2. The slotted plaque of claim 1 wherein the organ is an eye having an optic nerve sheath, and the protrusion is the optic nerve sheath.
3. The slotted plaque of claim 1 wherein the radioisotopes include radioactive seeds.
4. The slotted plaque of claim 1 wherein the slot has chamfers.
5. The slotted plaque of claim 1 wherein the body is symmetrical.

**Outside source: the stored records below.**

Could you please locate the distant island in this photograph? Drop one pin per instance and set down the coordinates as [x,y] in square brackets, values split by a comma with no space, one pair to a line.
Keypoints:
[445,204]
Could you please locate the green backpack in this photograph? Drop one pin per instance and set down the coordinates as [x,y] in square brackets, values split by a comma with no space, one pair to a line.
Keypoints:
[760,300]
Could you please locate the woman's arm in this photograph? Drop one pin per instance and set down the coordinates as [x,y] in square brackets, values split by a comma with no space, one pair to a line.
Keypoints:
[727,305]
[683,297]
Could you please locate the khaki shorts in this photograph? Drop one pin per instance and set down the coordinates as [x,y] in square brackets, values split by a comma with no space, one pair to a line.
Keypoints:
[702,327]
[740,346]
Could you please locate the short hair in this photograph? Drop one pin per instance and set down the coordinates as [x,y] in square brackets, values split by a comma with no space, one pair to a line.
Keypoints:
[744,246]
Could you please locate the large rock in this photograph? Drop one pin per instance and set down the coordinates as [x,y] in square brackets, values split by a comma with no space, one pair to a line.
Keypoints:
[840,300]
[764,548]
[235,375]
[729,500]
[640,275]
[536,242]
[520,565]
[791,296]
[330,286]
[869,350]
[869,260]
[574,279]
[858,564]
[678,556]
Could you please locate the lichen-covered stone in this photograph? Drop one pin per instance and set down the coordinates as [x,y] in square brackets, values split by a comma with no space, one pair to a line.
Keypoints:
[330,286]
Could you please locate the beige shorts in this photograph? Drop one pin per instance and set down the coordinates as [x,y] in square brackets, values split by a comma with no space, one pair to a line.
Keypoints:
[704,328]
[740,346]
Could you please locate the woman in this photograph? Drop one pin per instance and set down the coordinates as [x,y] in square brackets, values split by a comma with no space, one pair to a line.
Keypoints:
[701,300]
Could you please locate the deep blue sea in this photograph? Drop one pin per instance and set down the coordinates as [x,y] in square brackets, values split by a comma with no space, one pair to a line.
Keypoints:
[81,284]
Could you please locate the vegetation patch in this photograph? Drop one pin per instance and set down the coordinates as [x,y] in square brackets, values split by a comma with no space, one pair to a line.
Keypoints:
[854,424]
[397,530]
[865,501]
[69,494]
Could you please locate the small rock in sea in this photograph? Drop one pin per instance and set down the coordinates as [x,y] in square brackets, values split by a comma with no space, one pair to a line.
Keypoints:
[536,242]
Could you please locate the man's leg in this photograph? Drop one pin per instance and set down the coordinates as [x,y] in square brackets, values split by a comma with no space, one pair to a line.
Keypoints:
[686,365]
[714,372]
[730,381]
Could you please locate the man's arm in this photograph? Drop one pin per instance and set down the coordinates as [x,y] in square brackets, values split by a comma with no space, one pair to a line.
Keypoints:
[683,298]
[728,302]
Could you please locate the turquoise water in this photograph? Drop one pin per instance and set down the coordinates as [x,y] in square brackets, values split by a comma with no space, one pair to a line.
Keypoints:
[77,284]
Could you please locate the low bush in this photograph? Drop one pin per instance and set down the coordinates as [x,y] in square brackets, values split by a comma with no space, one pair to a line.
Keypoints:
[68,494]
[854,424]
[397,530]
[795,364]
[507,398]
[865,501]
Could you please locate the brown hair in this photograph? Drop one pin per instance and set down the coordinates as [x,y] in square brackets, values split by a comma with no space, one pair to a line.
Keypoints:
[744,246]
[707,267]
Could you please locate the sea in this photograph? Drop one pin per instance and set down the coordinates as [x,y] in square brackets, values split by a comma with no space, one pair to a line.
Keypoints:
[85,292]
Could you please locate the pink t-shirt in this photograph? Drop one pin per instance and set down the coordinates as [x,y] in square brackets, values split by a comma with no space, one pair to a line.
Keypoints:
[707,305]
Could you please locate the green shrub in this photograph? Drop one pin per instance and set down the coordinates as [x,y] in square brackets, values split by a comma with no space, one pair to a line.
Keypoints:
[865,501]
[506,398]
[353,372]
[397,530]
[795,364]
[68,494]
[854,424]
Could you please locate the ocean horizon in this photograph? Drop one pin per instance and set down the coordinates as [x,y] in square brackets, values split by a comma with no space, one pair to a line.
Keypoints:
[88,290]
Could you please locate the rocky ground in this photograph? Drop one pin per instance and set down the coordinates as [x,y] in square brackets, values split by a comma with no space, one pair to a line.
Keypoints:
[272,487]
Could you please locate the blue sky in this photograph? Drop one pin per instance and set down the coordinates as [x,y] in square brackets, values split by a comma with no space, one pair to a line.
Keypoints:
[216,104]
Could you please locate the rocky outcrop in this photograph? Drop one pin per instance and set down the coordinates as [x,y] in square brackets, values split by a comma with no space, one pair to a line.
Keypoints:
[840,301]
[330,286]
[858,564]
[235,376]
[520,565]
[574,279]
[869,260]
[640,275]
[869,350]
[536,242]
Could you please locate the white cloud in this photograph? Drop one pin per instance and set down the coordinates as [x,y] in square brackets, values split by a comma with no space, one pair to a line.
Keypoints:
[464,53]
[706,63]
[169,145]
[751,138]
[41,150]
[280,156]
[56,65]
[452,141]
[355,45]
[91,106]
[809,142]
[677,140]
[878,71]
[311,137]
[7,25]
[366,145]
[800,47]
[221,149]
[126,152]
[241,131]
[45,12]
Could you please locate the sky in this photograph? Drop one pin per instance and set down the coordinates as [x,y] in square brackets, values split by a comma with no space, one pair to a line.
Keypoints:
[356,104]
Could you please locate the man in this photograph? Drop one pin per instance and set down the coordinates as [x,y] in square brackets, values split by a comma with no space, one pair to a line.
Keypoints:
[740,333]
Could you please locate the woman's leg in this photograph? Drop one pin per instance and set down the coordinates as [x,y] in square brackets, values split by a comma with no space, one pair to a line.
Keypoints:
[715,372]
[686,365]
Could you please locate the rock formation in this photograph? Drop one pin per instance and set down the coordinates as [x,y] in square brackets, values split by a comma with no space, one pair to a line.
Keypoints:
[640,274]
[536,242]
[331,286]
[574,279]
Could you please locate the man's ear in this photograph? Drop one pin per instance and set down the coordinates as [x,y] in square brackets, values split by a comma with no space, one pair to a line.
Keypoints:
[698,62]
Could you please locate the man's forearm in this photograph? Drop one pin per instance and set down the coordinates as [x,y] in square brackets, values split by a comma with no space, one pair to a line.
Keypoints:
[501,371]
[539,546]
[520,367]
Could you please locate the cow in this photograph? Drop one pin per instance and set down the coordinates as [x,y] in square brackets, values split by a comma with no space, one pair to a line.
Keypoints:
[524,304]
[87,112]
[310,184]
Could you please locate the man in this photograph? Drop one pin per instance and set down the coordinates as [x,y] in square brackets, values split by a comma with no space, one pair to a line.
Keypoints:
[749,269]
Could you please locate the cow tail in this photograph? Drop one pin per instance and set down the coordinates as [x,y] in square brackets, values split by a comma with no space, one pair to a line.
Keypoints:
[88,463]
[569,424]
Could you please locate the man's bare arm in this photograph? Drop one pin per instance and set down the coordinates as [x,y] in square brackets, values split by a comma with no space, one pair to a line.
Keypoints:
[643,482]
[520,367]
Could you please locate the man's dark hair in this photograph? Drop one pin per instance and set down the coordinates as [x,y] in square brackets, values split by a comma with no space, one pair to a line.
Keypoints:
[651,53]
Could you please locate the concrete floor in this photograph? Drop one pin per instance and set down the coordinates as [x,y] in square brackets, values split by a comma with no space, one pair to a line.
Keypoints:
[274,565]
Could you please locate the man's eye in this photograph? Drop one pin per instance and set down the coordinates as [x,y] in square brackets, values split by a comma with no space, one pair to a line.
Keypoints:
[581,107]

6. The slotted plaque of claim 1 wherein the body is asymmetrical.
7. The slotted plaque of claim 1 wherein the protrusion has a geometric center and a perimeter, and there is a shortest distance from the geometric center to the perimeter, and the slot permits the protrusion to enter the body to a depth at least equal to the shortest distance.
8. The slotted plaque of claim 1 wherein the protrusion has a geometric center and a perimeter, and there is a longest distance from the geometric center to the perimeter, and the slot permits the protrusion to enter the body to a depth at least equal to the longest distance.
9. A plaque therapy method for an organ having an intra-organ melanoma, where the organ has a protrusion and the intra-organ melanoma has a contralateral component, the method comprising the steps of:
identifying an organ having a protrusion and an intra-organ melanoma;
determining whether the intra-organ melanoma has a contralateral component due to its placement relative to the protrusion;
determining that the intra-organ melanoma is suitable for plaque therapy;
obtaining a slotted plaque having an amount of a radioisotope associated therewith to administer a therapeutic dosage to the intra-organ melanoma and a slot, the slot dimensioned to accept the protrusion such that at least a portion of the therapeutic portion aligns with at least a portion of the contralateral component;
attaching the slotted plaque to the organ such that the at least a portion of the therapeutic portion aligns with the at least a portion of the contralateral component; and
administering at least some portion of a therapeutic dosage; and
removing the slotted plaque after the at least some portion of a therapeutic dosage has been administered.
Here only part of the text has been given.